(WOMENSENEWS)--The day the U.S. House of Representatives passed President Obama's health care reform bill was one of the worst days of my life.
But it had to do with my oldest son, Jack, not anything going on in the capital that day.
Jack, now two and a half, had come down with a minor cold, the kind he gets about once a month. Spring had sprung, so we decided to take Jack along with us to walk the dog. We hopped into the car to drive to a dog park. He fell asleep in the car, his fever spiked and he began to seize. His eyes rolled back; his jaws clenched; his limbs thrashed.
My husband hit the gas pedal, heading toward the nearest hospital, but pulled over when I told him Jack's lips had begun to turn blue. I opened the door in the middle of the street, ran around the car and unbuckled Jack, who had gone limp, and carried him to the curb. For a few long moments, I thought my magical little boy was going to die right then and there in my arms, on that street corner in the city.
Long story short, Jack had had a fever-induced seizure, as his father also had as a toddler. He is now fine, after a terrifying ride in an ambulance and afternoon in the hospital.
Since surviving all of that, I've had time to consider the health bill.

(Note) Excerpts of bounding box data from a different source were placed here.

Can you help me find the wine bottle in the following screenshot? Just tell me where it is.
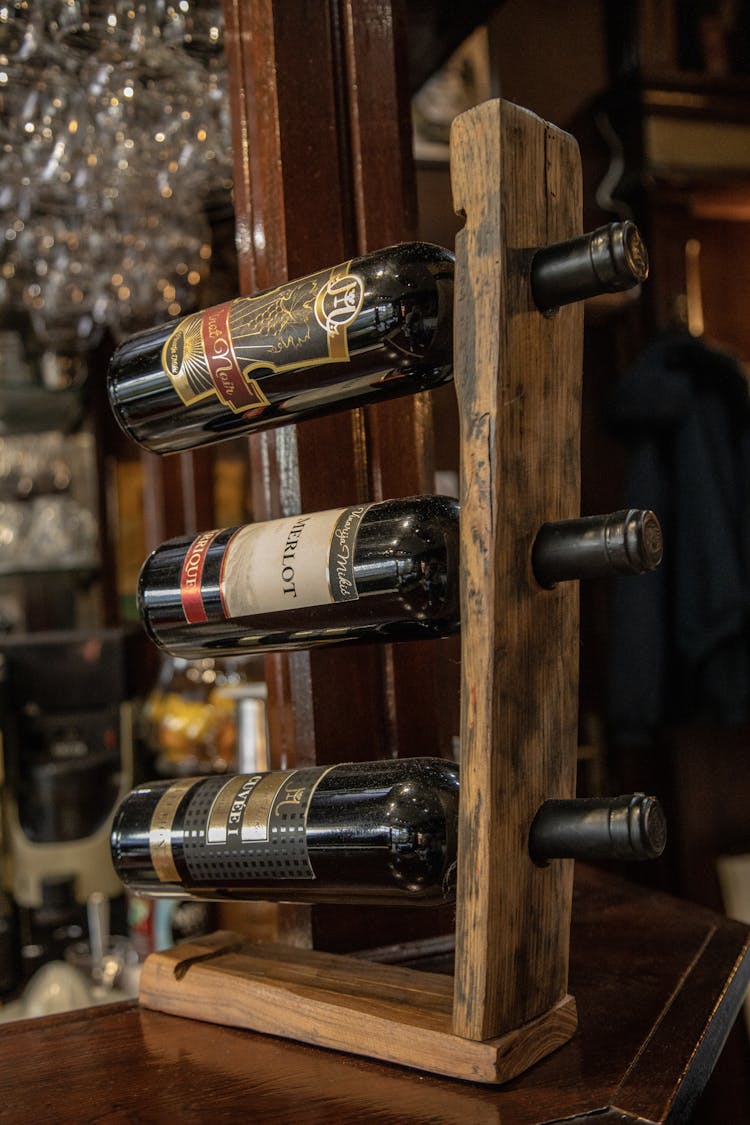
[138,496,661,659]
[108,242,453,453]
[108,223,648,453]
[111,758,666,905]
[138,496,459,659]
[111,758,459,903]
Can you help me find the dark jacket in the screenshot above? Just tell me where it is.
[609,334,750,740]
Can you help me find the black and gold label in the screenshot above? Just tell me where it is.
[150,766,328,889]
[162,261,364,416]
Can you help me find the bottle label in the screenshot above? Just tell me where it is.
[180,504,372,624]
[151,766,333,888]
[162,261,364,419]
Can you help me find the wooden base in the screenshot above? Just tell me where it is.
[139,932,577,1083]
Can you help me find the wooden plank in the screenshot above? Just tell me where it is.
[139,933,576,1083]
[0,864,750,1111]
[451,101,582,1040]
[225,0,458,948]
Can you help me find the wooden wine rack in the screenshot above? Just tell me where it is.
[141,100,582,1082]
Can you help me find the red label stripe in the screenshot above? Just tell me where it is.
[180,531,218,626]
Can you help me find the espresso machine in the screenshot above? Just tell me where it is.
[0,629,143,972]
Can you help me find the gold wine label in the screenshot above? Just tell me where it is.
[148,777,200,883]
[162,261,364,417]
[206,770,298,844]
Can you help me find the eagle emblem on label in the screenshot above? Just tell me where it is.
[162,261,364,416]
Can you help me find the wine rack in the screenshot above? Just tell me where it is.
[141,100,582,1083]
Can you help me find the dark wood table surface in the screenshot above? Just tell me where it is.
[0,866,750,1125]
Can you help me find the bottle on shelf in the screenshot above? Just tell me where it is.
[138,496,661,659]
[108,222,648,453]
[138,496,459,659]
[111,758,666,905]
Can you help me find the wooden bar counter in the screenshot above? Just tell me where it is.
[0,865,750,1125]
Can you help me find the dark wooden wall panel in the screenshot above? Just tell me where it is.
[225,0,458,944]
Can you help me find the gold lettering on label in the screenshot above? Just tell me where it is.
[148,777,198,883]
[242,770,297,843]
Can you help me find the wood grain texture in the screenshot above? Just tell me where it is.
[139,933,576,1083]
[0,864,750,1125]
[451,101,582,1040]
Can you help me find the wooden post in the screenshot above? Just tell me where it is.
[451,101,582,1040]
[141,101,582,1082]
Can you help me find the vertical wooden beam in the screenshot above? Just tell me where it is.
[451,101,582,1040]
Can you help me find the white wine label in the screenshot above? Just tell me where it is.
[162,261,364,420]
[180,504,371,624]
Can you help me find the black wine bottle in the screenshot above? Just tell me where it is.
[138,496,661,659]
[138,496,459,659]
[108,223,648,453]
[108,243,453,453]
[111,758,459,903]
[111,758,666,905]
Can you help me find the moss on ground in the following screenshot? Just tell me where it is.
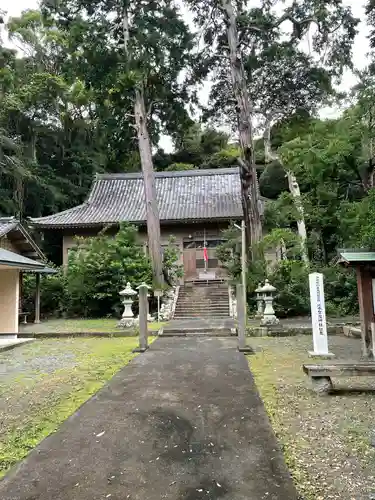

I know it has its flaws, and I haven't had time yet to really dig into the bill. But overall and bottom line: It makes me happy to know that more than 30 million people--many of whom are also parents of young children--now have access to health care coverage.
Focus on Health, Not Bills
When these parents and their children get sick or injured, they can now focus on their health rather than their bills. And that's so important for young families who are confronted with so much chronic illness. I've certainly had my share.
There was the night a couple of years ago when Jack got his first ear infection. The little guy, bless his heart, waited until my husband had left for a two-week junket to Africa to show me just how excruciating this minor ailment can be for humans who have not yet developed tilted canals.
After enduring several hours of his lung-busting wails, I finally decided to head to the doctor. Naturally, I got lost on the way (the nearest urgent care center under his insurance plan is a half-hour drive away and I couldn't hear the directions over the phone because of Jack's wails). But the two of us eventually made it to the doctor's office and we both eventually stopped crying.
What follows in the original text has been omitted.